Encephalitic meningitis: diagnosis and treatment of encephalitic meningitis
In order to establish a diagnosis of “encephalitic meningitis,” specialists at the Yusupov Hospital prescribe a laboratory analysis of the cerebrospinal fluid to identify the causative agent of meningitis. In addition, puncture allows you to reduce intracranial pressure, which increases significantly with inflammation of the meninges, due to which patients feel some relief.
After confirming the diagnosis, doctors at the Yusupov Hospital Neurology Clinic develop an individual treatment regimen for each patient. Therapy is carried out using antibacterial, antiviral, anti-inflammatory drugs and immunomodulators. In some cases, hormone therapy is additionally included in the regimen.
The duration of the therapeutic course depends on the stage of the disease, the degree of damage to the brain and its membranes.
Treatment of encephalitic meningitis at the Yusupov Hospital is comprehensive, using not only symptomatic medications, but also modern medicines that improve cellular metabolism, blood circulation, as well as vitamin complexes and restoratives.
Prognosis and prevention
Meningoencephalitis is a disease that rarely goes away without consequences. Some of them gradually fade with adequate treatment, others remain for life. Consequences include disturbances in speech, memory, attention, coordination, vision, hearing, and motor activity. Paresis and paralysis, changes in a person’s behavior and personal qualities are possible.
The most favorable prognosis is for childhood chickenpox meningoencephalitis, which goes away without a trace with proper therapy. For most other types of disease, the prognosis is not as favorable. About a tenth of patients die. People who survive meningoencephalitis most often remain disabled.
There are special vaccinations against infections that cause meningoencephalitis: meningococcus, rabies virus, tick-borne encephalitis, influenza, measles. However, we should not forget about the correct diet, good nutrition, exercise, fresh air and a healthy lifestyle. After all, all this strengthens the immune system and fills a person with vitality.
Meningoencephalitis in children
The disease in children usually occurs due to the greater vulnerability of their immune system. Children's immunity is in the process of formation. There are known cases of intrauterine infection of the fetus due to an infectious disease in a pregnant woman. The so-called vertical route of infection of newborns during childbirth is also possible if the mother is infected with meningoencephalitis.
In children, primary school children, and adolescents, chickenpox and measles meningoencephalitis are the most common.
Children experience the same symptoms as adults, but the disease itself is more acute.
Body temperature can rise to 41 degrees. This causes vomiting, which does not bring the patient any improvement in well-being, and headaches that cannot be relieved by taking painkillers.

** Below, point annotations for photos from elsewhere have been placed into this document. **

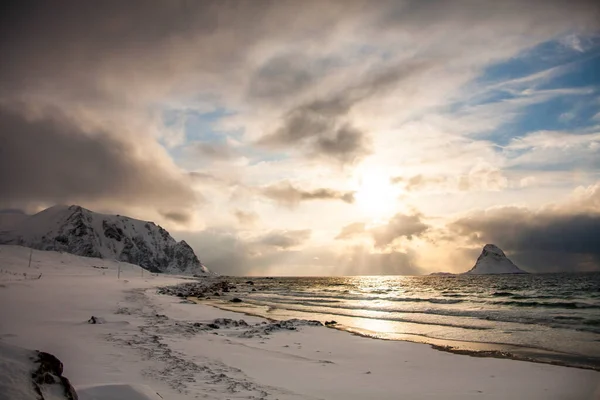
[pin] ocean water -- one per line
(547, 317)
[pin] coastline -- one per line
(183, 350)
(472, 349)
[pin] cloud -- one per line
(322, 125)
(247, 219)
(284, 239)
(177, 216)
(560, 237)
(286, 194)
(51, 160)
(352, 230)
(228, 253)
(215, 151)
(400, 225)
(481, 177)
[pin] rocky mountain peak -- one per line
(79, 231)
(492, 260)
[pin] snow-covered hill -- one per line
(76, 230)
(493, 261)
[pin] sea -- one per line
(552, 318)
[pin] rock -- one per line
(50, 372)
(32, 375)
(76, 230)
(492, 260)
(96, 320)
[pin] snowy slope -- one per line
(31, 375)
(79, 231)
(493, 261)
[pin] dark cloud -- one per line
(284, 239)
(360, 260)
(542, 241)
(282, 76)
(286, 194)
(52, 161)
(181, 217)
(351, 230)
(225, 252)
(322, 125)
(400, 225)
(480, 177)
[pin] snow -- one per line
(82, 232)
(493, 261)
(16, 367)
(155, 346)
(117, 392)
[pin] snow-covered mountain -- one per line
(493, 261)
(76, 230)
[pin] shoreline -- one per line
(182, 350)
(466, 348)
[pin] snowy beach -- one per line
(170, 348)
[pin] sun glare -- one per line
(376, 196)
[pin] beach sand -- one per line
(163, 345)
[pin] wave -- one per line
(338, 299)
(562, 304)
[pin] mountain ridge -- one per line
(492, 260)
(76, 230)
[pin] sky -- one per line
(314, 137)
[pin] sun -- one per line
(376, 197)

Seizures are possible, but they do not always indicate brain damage in a child. In children, seizures can be a consequence of high body temperature. However, the prognosis for the outcome of the disease in childhood is much more favorable than for the disease in adults.
Complications
Bacterial and viral meningoencephalitis are often complicated, especially against the background of reduced immunity. The consequences of the disease include the following conditions and diseases:
- epilepsy;
- paralysis and paresis of the limbs and body;
- hydrocephalus (excessive fluid in the brain);
- delayed mental and mental development;
- death.
The development of complications can cause disability in young patients and requires parents to comply with all doctor’s instructions.
The first symptoms of meningitis or meningoencephalitis are a reason to call an ambulance.
To eliminate the consequences, rehabilitation courses in specialized centers are recommended. In addition, classes with the child are also carried out at home. To do this, the doctor teaches parents special techniques and exercises.